Non altrettanto positiva, invece, la situazione dei finanziamenti. Solo nell’ultimo anno, tra il 2010 e il 2011, la caduta delle risorse è stata di quasi il dodici per cento. A ciò si aggiunge il crollo del finanziamento statale per lo spettacolo: il Fondo Unico per lo Spettacolo del 2005 era di 464 milioni nel 2005, per il 2011 si prevede uno stanziamento di 258 milioni di euro, quindi meno 44%. Per non parlare dell’intervento dei privati nel settore che negli ultimi quattro anni si è ridotto di quasi otto milioni di euro. A questo proposito Corrado Passera, amministratore delegato di Intesa San Paolo, ha suggerito l’idea di mettere in campo con più forza lo strumento della leva fiscale per ricavare risorse da destinare alla cultura.
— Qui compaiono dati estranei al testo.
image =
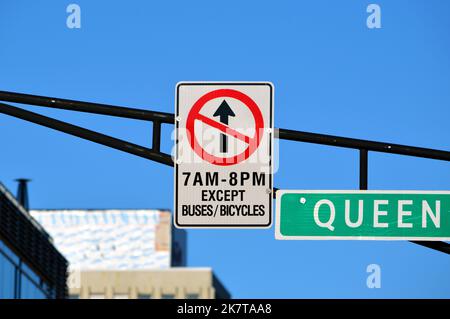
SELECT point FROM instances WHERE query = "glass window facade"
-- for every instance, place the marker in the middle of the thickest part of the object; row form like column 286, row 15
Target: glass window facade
column 19, row 281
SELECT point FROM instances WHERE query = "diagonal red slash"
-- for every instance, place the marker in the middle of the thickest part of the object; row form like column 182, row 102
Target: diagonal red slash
column 225, row 129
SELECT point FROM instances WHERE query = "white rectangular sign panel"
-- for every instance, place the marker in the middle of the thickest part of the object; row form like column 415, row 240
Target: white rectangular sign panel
column 223, row 154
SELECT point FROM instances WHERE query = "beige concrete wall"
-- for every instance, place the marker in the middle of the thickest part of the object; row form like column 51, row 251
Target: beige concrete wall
column 177, row 282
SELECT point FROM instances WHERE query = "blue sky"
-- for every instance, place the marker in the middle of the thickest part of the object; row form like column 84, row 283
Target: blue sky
column 331, row 74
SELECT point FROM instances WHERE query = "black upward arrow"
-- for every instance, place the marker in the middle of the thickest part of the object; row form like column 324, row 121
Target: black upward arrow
column 224, row 111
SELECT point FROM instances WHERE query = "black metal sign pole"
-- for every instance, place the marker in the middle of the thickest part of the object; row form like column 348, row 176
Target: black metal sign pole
column 159, row 118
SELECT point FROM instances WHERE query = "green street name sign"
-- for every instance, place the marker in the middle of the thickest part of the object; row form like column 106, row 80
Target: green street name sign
column 368, row 215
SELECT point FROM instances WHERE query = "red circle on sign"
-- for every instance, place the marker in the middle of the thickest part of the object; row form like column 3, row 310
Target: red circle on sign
column 253, row 142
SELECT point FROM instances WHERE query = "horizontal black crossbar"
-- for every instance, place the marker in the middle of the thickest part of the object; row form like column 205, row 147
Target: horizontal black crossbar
column 87, row 107
column 86, row 134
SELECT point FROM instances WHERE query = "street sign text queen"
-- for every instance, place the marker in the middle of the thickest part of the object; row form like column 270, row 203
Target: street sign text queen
column 375, row 215
column 223, row 154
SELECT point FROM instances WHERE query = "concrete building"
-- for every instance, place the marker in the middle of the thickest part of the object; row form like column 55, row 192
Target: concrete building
column 127, row 254
column 30, row 265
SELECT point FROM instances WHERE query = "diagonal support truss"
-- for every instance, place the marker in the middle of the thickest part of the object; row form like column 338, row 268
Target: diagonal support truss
column 159, row 118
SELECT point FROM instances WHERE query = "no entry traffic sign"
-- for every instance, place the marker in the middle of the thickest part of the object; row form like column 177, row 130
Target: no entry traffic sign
column 223, row 154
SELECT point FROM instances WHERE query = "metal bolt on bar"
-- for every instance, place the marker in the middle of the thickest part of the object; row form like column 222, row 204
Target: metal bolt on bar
column 159, row 118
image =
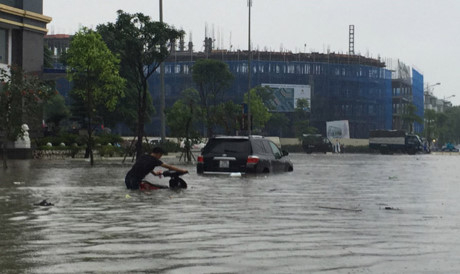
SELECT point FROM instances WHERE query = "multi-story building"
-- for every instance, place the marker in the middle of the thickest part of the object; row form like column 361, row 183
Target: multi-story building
column 343, row 87
column 407, row 89
column 22, row 28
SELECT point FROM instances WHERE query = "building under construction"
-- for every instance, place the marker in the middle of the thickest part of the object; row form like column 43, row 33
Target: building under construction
column 343, row 86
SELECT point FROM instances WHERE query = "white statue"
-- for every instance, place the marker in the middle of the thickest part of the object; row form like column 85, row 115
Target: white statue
column 24, row 141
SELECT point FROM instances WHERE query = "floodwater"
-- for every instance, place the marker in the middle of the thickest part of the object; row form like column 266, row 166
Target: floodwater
column 345, row 213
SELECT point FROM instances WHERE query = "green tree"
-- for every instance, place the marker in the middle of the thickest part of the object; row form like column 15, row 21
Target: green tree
column 278, row 124
column 182, row 118
column 21, row 95
column 94, row 72
column 410, row 117
column 55, row 110
column 259, row 110
column 142, row 45
column 212, row 78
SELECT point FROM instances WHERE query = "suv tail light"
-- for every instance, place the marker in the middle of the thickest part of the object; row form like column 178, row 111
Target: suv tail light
column 252, row 159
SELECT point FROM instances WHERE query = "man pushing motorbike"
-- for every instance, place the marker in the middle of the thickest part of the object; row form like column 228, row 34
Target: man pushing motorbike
column 146, row 164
In sostanza dai dati statistici contenuti nel rapporto emerge un elemento importante, la cultura resiste alla crisi in netta controtendenza al crollo dell’intervento pubblico nel settore culturale. Gli italiani, contrariamente alle aspettative, non sono insensibili alla cultura anzi non intendono rinunciare al consumo di un bene che sembra diventato essenziale. Partendo da questo assunto, i curatori dell’edizione 2010 hanno voluto dedicare un focus sul concetto di valorizzazione della cultura non solo in termini di cassa, e dunque della sua remuneratività economica, ma anche in quanto strumento in grado di “rafforzare il senso di appartenenza al proprio territorio, favorire lo sviluppo dell’individuo e facilitare il raggiungimento del benessere collettivo”
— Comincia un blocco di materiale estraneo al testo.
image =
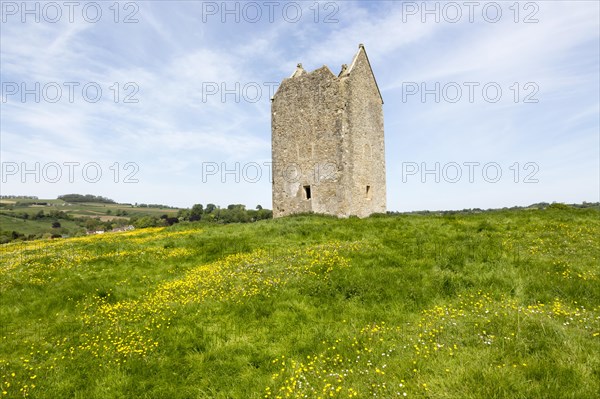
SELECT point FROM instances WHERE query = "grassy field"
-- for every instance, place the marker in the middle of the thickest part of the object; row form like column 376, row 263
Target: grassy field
column 502, row 304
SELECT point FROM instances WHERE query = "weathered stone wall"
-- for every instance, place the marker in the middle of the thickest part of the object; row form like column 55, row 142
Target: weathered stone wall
column 327, row 142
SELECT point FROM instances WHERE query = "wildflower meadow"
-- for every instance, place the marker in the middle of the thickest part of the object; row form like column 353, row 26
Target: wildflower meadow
column 497, row 304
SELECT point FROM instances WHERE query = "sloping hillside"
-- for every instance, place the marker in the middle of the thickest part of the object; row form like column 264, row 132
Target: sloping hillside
column 500, row 304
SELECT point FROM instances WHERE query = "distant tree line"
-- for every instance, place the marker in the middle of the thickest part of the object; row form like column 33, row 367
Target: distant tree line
column 85, row 198
column 18, row 197
column 234, row 213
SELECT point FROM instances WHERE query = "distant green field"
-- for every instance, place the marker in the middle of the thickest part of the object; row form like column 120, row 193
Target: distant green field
column 12, row 210
column 502, row 304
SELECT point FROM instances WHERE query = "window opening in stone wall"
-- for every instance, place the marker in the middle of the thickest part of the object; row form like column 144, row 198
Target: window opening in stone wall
column 307, row 193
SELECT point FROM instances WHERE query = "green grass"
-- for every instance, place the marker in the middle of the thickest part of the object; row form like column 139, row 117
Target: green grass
column 502, row 304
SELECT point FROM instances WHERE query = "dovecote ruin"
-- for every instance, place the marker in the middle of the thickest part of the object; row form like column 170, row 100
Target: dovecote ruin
column 328, row 142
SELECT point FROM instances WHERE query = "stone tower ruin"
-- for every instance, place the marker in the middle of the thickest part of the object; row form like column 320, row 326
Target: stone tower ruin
column 327, row 142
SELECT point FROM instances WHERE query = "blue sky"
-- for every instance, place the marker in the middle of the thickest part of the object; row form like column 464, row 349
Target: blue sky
column 492, row 105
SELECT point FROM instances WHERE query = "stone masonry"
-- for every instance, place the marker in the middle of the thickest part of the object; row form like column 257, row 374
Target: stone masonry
column 327, row 142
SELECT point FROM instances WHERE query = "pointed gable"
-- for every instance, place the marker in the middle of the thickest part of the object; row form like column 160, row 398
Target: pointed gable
column 360, row 56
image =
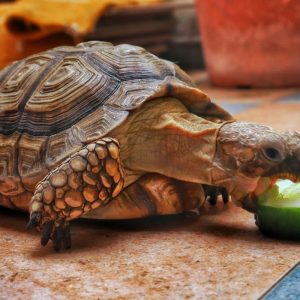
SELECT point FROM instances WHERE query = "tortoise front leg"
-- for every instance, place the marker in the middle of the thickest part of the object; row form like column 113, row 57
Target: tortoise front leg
column 83, row 182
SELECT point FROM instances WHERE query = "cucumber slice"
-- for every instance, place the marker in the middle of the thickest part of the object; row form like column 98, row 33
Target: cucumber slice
column 278, row 213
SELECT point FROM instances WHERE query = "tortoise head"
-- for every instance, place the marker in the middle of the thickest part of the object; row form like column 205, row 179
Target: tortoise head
column 251, row 157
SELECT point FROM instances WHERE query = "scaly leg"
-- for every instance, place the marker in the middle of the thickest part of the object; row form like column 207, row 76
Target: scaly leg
column 83, row 182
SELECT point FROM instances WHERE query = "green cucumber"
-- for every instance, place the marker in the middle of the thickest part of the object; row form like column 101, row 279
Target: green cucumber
column 278, row 211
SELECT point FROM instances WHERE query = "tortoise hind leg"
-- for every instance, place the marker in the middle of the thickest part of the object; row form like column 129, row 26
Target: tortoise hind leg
column 81, row 183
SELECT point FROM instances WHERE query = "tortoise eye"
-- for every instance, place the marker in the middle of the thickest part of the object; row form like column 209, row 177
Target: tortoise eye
column 272, row 154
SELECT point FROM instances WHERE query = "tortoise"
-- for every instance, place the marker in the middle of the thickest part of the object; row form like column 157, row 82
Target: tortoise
column 114, row 132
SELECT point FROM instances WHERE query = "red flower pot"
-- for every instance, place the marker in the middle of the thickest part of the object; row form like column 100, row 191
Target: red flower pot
column 251, row 43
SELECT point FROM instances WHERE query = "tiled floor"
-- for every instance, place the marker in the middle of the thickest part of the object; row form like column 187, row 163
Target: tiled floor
column 220, row 255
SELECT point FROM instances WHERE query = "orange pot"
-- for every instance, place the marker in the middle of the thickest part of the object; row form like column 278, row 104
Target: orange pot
column 251, row 43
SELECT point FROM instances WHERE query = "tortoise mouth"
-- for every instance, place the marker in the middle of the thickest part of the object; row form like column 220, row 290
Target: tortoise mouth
column 286, row 175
Il recupero di una dimensione sociale della cultura non solo sgombra il campo dagli equivoci sulla necessità o meno di un sostegno pubblico al settore: la cultura è una cosa seria e quindi è giusto finanziarla con i soldi pubblici, ma allo stesso tempo impone pericolose riflessioni sulla debolezza della politica culturale italiana. L’inadeguatezza di tale politica si traduce nella mancanza di stabilità e certezza del finanziamento, il Fondo Unico per lo Spettacolo è stato reintegrato solo recentemente,  e di una programmazione coerente degli interventi statali nel comparto della cultura.
“Il riconoscimento del valore sociale ed economico della cultura come facce della stessa medaglia”, è l’auspicio  di Roberto Grossi, espresso durante la presentazione dell’edizione 2010 del rapporto. “E’ evidente” – aggiunge il presidente di Federculture –  “che il Paese non può fare a meno di una politica per la cultura, che deve entrare a far parte delle strategie nazionali”.
Riflettori quindi puntati sul nuovo ministro della cultura Giancarlo Galan che recentemente ha dichiarato di garantire il proprio impegno per riattivare negli imprenditori italiani la fiducia e la credibilità necessarie a far crescere gli investimenti in cultura”. Un compito forse ancora più arduo sarà quello di restituire credibilità al Ministero dei Beni Culturali.